ソフトウェア・ライセンスのプランを変更する際に命題論理を用いて,形式的に機能制限の設計を行うことができる.
たとえば,次のようにプランが再設計されたものとする.
$$
\begin{align}
p &\implies v \\
q &\implies v \lor w
\end{align}
$$
ここに,$${p}$$や$${v}$$などはプランの種名辞である.上の式は,プラン$${p}$$が$${v}$$に変更され,またプラン$${q}$$が$${v}$$と$${w}$$に分割されたことを表している.含意記号を用い,プランの再設計を写像として表現している.
プランの変更前は,プラン$${p}$$か$${q}$$に加入していれば機能$${\psi}$$が利用可能であったとしよう.これは,論理式として次のように表現できる.
$$
\psi \implies p \lor q
$$
ここに,$${ p \lor q \implies \psi}$$ではないことに注意しよう.この命題論理式が真であれば,$${p \lor q}$$が偽,すなわちプラン$${p}$$と$${q}$$のどちらにも加入していないときにも機能$${\psi}$$が利用可能となることがあってしまう.
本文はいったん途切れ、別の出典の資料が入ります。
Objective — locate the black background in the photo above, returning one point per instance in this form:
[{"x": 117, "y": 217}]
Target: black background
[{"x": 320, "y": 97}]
我々がいますべきことは,$${v}$$と$${w}$$で機能$${\psi}$$が利用可能となる条件を記述することである.
以上の論理式より次が導ける.
$$
\begin{align}
\psi
&\implies p \lor q \\
&\implies v \lor (v \lor w) \\
&\implies v \lor w
\end{align}
$$
したがって,機能$${\psi}$$を利用するために加入する必要のあるプランは$${v}$$または$${w}$$であることがわかる.
このように,プランと利用可能な機能の制限を設計する際に命題論理を用いることで,形式的に設計の妥当性を確認することができる.